Speaking at the Government Property Conference this morning, Cabinet Office minister Matthew Hancock said that through the Housing and Planning Bill councils will be required to publish information on buildings such as offices and shops that have stood empty for longer than two years.
They will also have to list homes that have been empty for more than six months and explain why. The move is aimed to boost transparency and help councils make savings by freeing up more public sector land.
His speech at the Queen Elizabeth II conference hall in Westminster marked the release of the government’s latest State of the Estate report, which revealed government departments have saved £842m over the past year by selling empty buildings and exiting expensive rentals.
Its total estate has shrunk by 22 per cent since 2010, according to the report, freeing up 2.4 million square metres of space – equivalent to the entire principality of Monaco – and raising £1.8bn in capital receipts.

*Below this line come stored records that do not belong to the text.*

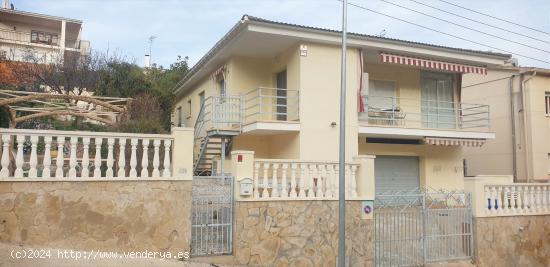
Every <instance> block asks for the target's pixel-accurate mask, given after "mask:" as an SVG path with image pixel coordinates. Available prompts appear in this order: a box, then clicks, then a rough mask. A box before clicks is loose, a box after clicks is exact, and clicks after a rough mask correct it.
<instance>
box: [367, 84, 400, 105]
mask: <svg viewBox="0 0 550 267" xmlns="http://www.w3.org/2000/svg"><path fill="white" fill-rule="evenodd" d="M395 101H396V100H395V82H389V81H378V80H369V88H368V103H367V104H368V107H369V109H390V110H391V109H393V108H394V107H393V105H395V104H396V103H395Z"/></svg>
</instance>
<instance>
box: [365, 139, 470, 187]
mask: <svg viewBox="0 0 550 267" xmlns="http://www.w3.org/2000/svg"><path fill="white" fill-rule="evenodd" d="M359 154H361V155H377V156H379V155H386V156H415V157H418V158H419V160H420V166H419V167H420V168H419V170H420V183H421V185H427V186H430V187H432V188H434V189H449V190H456V189H463V188H464V175H463V169H462V148H460V147H441V146H431V145H394V144H373V143H366V142H365V138H361V139H359ZM375 171H376V170H375Z"/></svg>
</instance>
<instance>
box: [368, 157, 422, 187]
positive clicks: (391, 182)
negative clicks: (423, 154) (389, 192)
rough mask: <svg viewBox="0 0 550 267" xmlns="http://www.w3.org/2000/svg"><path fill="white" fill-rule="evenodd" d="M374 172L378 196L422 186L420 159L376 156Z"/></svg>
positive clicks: (415, 157)
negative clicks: (387, 193) (383, 193)
mask: <svg viewBox="0 0 550 267" xmlns="http://www.w3.org/2000/svg"><path fill="white" fill-rule="evenodd" d="M374 172H375V182H376V184H375V189H376V193H377V194H380V193H384V192H388V191H397V190H410V189H414V188H417V187H419V186H420V174H419V169H418V157H402V156H376V159H375V160H374Z"/></svg>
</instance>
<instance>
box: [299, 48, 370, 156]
mask: <svg viewBox="0 0 550 267" xmlns="http://www.w3.org/2000/svg"><path fill="white" fill-rule="evenodd" d="M307 46H308V55H307V57H300V59H301V63H300V88H301V89H300V90H301V91H300V92H301V94H300V98H301V100H300V126H301V131H300V157H301V158H302V159H307V160H337V159H338V147H339V146H338V136H339V126H338V124H339V121H340V120H339V116H340V115H339V114H340V110H339V106H340V104H339V101H340V65H341V64H340V58H341V49H340V47H338V46H329V45H321V44H307ZM359 69H360V65H359V51H358V50H357V49H349V50H348V53H347V94H346V96H347V98H346V105H347V108H346V123H347V125H346V160H349V161H351V160H352V159H353V156H356V155H357V142H356V140H357V134H358V120H357V91H358V89H359V88H358V86H359V72H360V71H359ZM332 122H336V123H337V126H336V127H332V126H331V125H330V124H331V123H332Z"/></svg>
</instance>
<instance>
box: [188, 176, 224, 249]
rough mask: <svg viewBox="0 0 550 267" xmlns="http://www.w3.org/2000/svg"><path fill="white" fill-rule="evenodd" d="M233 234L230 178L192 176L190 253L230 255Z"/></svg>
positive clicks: (214, 176) (219, 176)
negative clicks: (192, 180) (190, 250)
mask: <svg viewBox="0 0 550 267" xmlns="http://www.w3.org/2000/svg"><path fill="white" fill-rule="evenodd" d="M232 235H233V177H229V176H198V177H195V178H194V179H193V192H192V206H191V255H193V256H207V255H223V254H231V253H232V249H233V247H232V243H233V238H232V237H233V236H232Z"/></svg>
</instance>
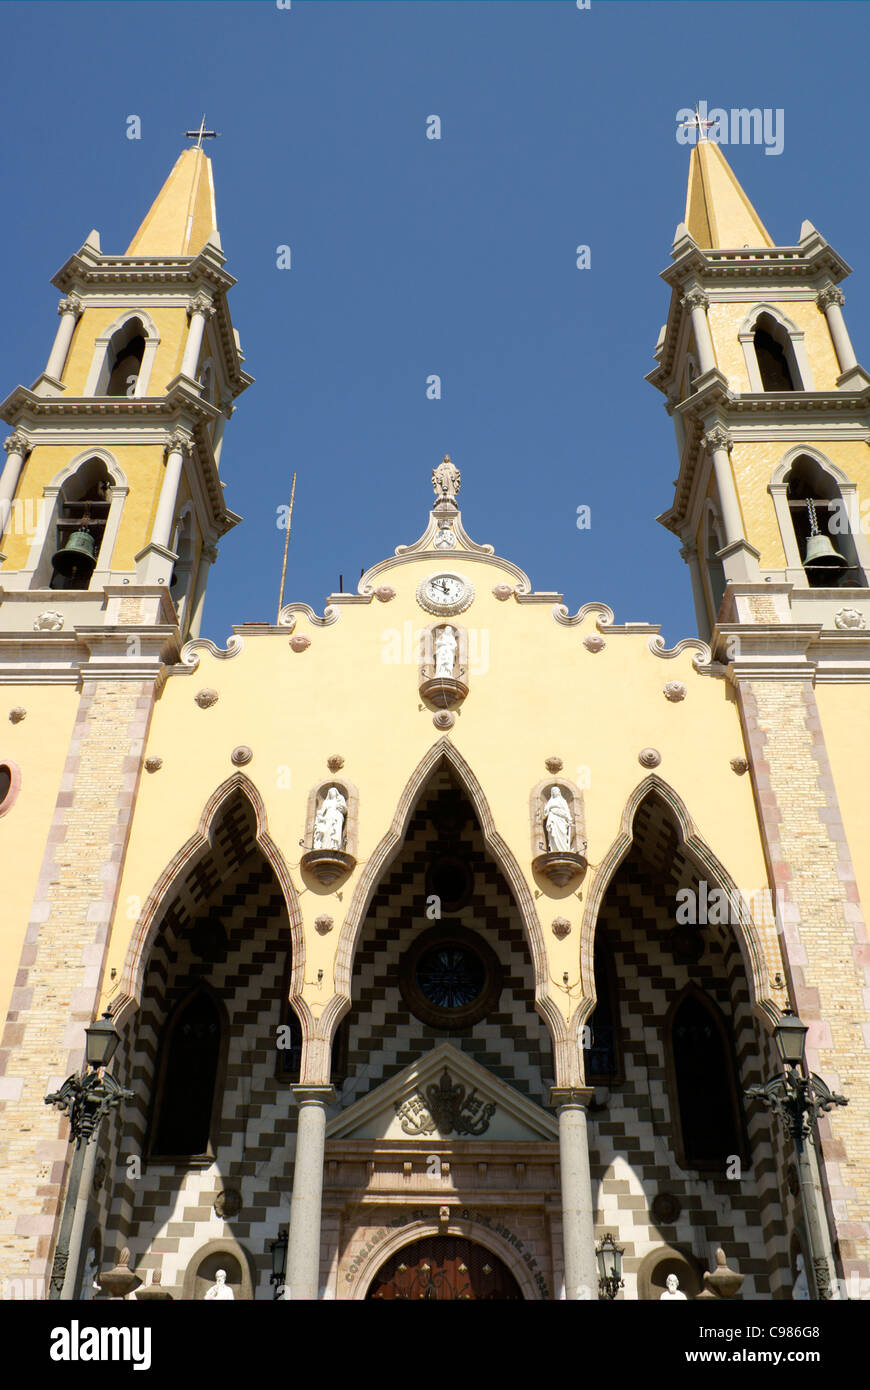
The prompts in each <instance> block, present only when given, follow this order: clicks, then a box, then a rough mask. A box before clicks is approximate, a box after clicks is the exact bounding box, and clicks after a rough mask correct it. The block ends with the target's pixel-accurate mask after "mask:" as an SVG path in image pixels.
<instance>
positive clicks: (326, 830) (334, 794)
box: [314, 787, 347, 849]
mask: <svg viewBox="0 0 870 1390" xmlns="http://www.w3.org/2000/svg"><path fill="white" fill-rule="evenodd" d="M346 815H347V802H346V799H345V796H342V794H340V791H339V790H338V787H331V788H329V791H328V792H327V795H325V796H324V799H322V803H321V808H320V810H318V812H317V816H315V817H314V848H315V849H340V848H342V841H343V838H345V817H346Z"/></svg>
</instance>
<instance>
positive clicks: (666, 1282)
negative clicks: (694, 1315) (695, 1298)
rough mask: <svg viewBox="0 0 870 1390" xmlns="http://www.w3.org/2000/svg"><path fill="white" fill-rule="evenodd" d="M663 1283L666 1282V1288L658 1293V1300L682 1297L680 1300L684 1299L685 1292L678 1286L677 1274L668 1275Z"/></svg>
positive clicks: (679, 1282)
mask: <svg viewBox="0 0 870 1390" xmlns="http://www.w3.org/2000/svg"><path fill="white" fill-rule="evenodd" d="M664 1283H666V1284H667V1289H666V1290H664V1293H663V1294H660V1295H659V1301H662V1298H682V1300H685V1294H684V1293H682V1290H681V1287H680V1280H678V1279H677V1275H668V1276H667V1279H666V1280H664Z"/></svg>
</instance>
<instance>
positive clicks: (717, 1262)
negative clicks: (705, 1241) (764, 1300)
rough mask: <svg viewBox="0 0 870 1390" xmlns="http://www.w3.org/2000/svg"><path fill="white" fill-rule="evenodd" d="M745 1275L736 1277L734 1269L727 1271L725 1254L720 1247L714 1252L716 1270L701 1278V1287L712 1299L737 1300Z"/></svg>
mask: <svg viewBox="0 0 870 1390" xmlns="http://www.w3.org/2000/svg"><path fill="white" fill-rule="evenodd" d="M744 1279H745V1275H738V1272H737V1270H735V1269H728V1265H727V1264H725V1252H724V1250H723V1248H721V1247H720V1248H719V1250H717V1251H716V1269H714V1270H713V1273H706V1275H705V1276H703V1286H705V1289H706V1290H707V1293H710V1294H713V1297H714V1298H737V1295H738V1293H739V1290H741V1287H742V1283H744Z"/></svg>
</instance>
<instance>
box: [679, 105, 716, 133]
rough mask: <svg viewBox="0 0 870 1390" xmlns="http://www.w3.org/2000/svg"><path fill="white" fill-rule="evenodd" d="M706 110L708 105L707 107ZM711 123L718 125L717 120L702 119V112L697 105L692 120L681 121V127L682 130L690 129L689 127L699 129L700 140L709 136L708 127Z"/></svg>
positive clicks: (691, 118)
mask: <svg viewBox="0 0 870 1390" xmlns="http://www.w3.org/2000/svg"><path fill="white" fill-rule="evenodd" d="M705 110H706V107H705ZM710 125H716V121H702V120H700V113H699V111H698V107H695V115H693V117H691V120H688V121H681V124H680V129H681V131H685V129H689V128H691V129H695V131H698V139H699V140H706V138H707V135H706V129H707V126H710Z"/></svg>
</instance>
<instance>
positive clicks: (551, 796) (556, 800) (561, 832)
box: [543, 787, 574, 851]
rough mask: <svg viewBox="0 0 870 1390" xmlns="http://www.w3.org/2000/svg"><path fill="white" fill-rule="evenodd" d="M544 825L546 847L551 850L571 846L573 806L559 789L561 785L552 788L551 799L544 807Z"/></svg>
mask: <svg viewBox="0 0 870 1390" xmlns="http://www.w3.org/2000/svg"><path fill="white" fill-rule="evenodd" d="M543 826H545V830H546V848H548V849H549V851H553V849H570V848H571V830H573V827H574V820H573V817H571V808H570V806H568V803H567V801H566V799H564V796H563V795H561V792H560V791H559V787H552V788H550V795H549V801H548V802H546V805H545V808H543Z"/></svg>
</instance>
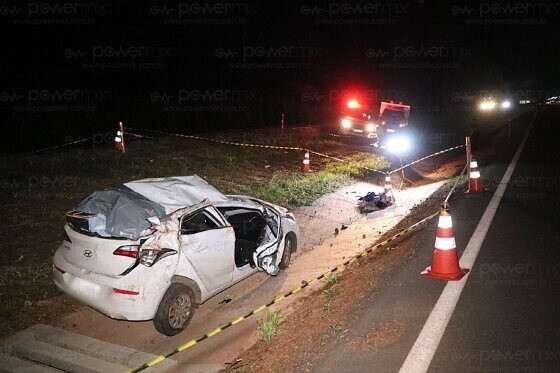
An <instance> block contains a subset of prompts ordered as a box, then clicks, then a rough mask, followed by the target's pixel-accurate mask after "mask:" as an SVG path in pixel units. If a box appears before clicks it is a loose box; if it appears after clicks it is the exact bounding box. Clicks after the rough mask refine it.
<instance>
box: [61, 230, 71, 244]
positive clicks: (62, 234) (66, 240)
mask: <svg viewBox="0 0 560 373" xmlns="http://www.w3.org/2000/svg"><path fill="white" fill-rule="evenodd" d="M62 241H66V242H69V243H72V240H71V239H70V236H68V232H66V229H64V230H63V231H62Z"/></svg>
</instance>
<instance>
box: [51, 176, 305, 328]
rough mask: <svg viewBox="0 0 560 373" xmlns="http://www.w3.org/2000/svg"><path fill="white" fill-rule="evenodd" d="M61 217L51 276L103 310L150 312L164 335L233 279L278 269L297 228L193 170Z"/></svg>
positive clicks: (112, 311) (278, 206)
mask: <svg viewBox="0 0 560 373" xmlns="http://www.w3.org/2000/svg"><path fill="white" fill-rule="evenodd" d="M66 216H67V224H66V225H65V226H64V235H63V241H62V245H61V246H60V247H59V249H58V250H57V251H56V253H55V255H54V259H53V273H54V282H55V284H56V285H57V286H58V287H59V288H60V289H61V290H62V291H63V292H65V293H67V294H69V295H71V296H73V297H75V298H77V299H79V300H81V301H83V302H85V303H86V304H88V305H89V306H91V307H93V308H95V309H97V310H99V311H101V312H103V313H104V314H106V315H108V316H110V317H112V318H116V319H124V320H150V319H153V321H154V325H155V327H156V329H157V330H158V331H159V332H161V333H163V334H165V335H174V334H177V333H179V332H180V331H182V330H183V329H185V327H186V326H187V325H188V324H189V322H190V320H191V318H192V316H193V313H194V310H195V308H196V307H197V305H198V304H200V303H203V302H205V301H206V300H207V299H208V298H210V297H212V296H213V295H215V294H217V293H219V292H220V291H222V290H224V289H226V288H228V287H230V286H232V285H233V284H235V283H236V282H239V281H241V280H243V279H244V278H246V277H248V276H250V275H251V274H253V273H255V272H256V271H259V270H260V271H265V272H267V273H268V274H270V275H276V274H278V271H279V270H280V269H283V268H286V267H287V266H288V265H289V263H290V257H291V254H292V253H293V252H295V250H296V248H297V242H298V234H299V233H298V226H297V224H296V221H295V219H294V216H293V215H292V214H291V213H288V212H287V210H286V209H284V208H282V207H279V206H275V205H273V204H270V203H267V202H264V201H261V200H258V199H256V198H251V197H245V196H226V195H223V194H222V193H220V192H219V191H218V190H217V189H215V188H214V187H212V186H211V185H209V184H208V183H207V182H206V181H205V180H203V179H202V178H200V177H199V176H196V175H194V176H185V177H170V178H158V179H144V180H138V181H132V182H129V183H125V184H123V185H122V186H121V187H119V188H115V189H107V190H102V191H97V192H94V193H92V194H91V195H89V196H88V197H87V198H85V199H84V200H83V201H81V202H80V203H79V204H78V205H77V206H76V207H75V209H74V210H73V211H70V212H69V213H67V215H66Z"/></svg>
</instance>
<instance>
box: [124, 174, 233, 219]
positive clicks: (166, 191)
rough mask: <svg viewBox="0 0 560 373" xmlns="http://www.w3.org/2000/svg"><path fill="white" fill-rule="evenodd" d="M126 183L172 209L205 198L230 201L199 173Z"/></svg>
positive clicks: (165, 206) (141, 192) (199, 202)
mask: <svg viewBox="0 0 560 373" xmlns="http://www.w3.org/2000/svg"><path fill="white" fill-rule="evenodd" d="M124 185H125V186H126V187H128V188H130V189H132V190H133V191H135V192H136V193H138V194H141V195H143V196H144V197H146V198H147V199H149V200H151V201H154V202H156V203H159V204H160V205H162V206H164V207H165V208H166V209H170V210H176V209H179V208H183V207H186V206H192V205H196V204H198V203H200V202H202V201H203V200H205V199H208V200H209V201H210V202H220V201H228V197H226V196H225V195H223V194H222V193H221V192H220V191H219V190H217V189H216V188H214V187H213V186H212V185H210V184H208V183H207V182H206V180H204V179H203V178H201V177H200V176H198V175H192V176H173V177H163V178H150V179H142V180H135V181H131V182H128V183H124Z"/></svg>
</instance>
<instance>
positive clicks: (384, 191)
mask: <svg viewBox="0 0 560 373" xmlns="http://www.w3.org/2000/svg"><path fill="white" fill-rule="evenodd" d="M383 193H385V196H387V198H388V200H389V201H390V202H391V203H392V202H393V201H394V200H395V196H394V195H393V185H392V184H391V176H390V175H387V176H385V185H384V187H383Z"/></svg>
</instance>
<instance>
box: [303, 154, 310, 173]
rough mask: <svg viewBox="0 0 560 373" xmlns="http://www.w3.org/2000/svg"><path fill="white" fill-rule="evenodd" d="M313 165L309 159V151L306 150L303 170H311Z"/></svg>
mask: <svg viewBox="0 0 560 373" xmlns="http://www.w3.org/2000/svg"><path fill="white" fill-rule="evenodd" d="M310 171H311V166H310V161H309V152H305V155H304V156H303V164H302V165H301V172H310Z"/></svg>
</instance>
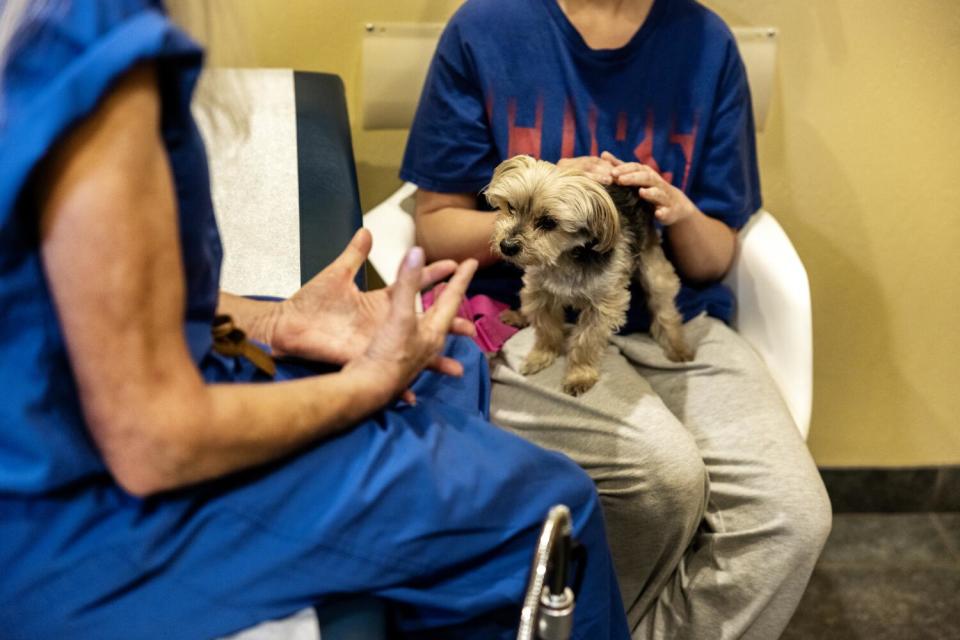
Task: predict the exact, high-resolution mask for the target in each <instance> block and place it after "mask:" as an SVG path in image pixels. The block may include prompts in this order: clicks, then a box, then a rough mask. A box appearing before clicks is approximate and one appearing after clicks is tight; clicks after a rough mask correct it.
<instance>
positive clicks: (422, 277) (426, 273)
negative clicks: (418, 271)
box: [420, 260, 457, 289]
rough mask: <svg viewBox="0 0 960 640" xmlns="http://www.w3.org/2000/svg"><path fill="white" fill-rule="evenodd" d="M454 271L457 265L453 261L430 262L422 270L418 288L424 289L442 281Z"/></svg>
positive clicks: (445, 260) (454, 262)
mask: <svg viewBox="0 0 960 640" xmlns="http://www.w3.org/2000/svg"><path fill="white" fill-rule="evenodd" d="M456 270H457V263H456V261H455V260H438V261H437V262H432V263H430V264H428V265H427V266H426V267H424V268H423V276H422V277H421V280H420V288H421V289H426V288H427V287H429V286H430V285H432V284H435V283H437V282H440V281H441V280H444V279H445V278H447V277H448V276H449V275H450V274H451V273H453V272H454V271H456Z"/></svg>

As a result, the number of property holdings has fallen below 5,000 for the first time. However the government still owns 8.3m sq m of property, down 3.1 per cent over the year, which costs £2.7bn to run.
Hancock also told councils at the conference that the government will also push to reduce its total number of offices by 75 per cent before 2023 – from from 800 to 200 offices – as part plans to save over £2bn over the next 10 years.
Hancock said: "We have a laser focus on cutting the deficit, supporting growth and providing more houses. To that end, we’re determined to release property the government no longer needs and get out of expensive rentals that aren't offering value for money.”
In November's Autumn Statement, the chancellor George Osborne pledged to release £4.5bn of government land and property to make space for 160,000 homes. A new central body will be in operation by April 2017 to manage the estate just as a commercial company would and to ensure the government achieves the best value from selling properties.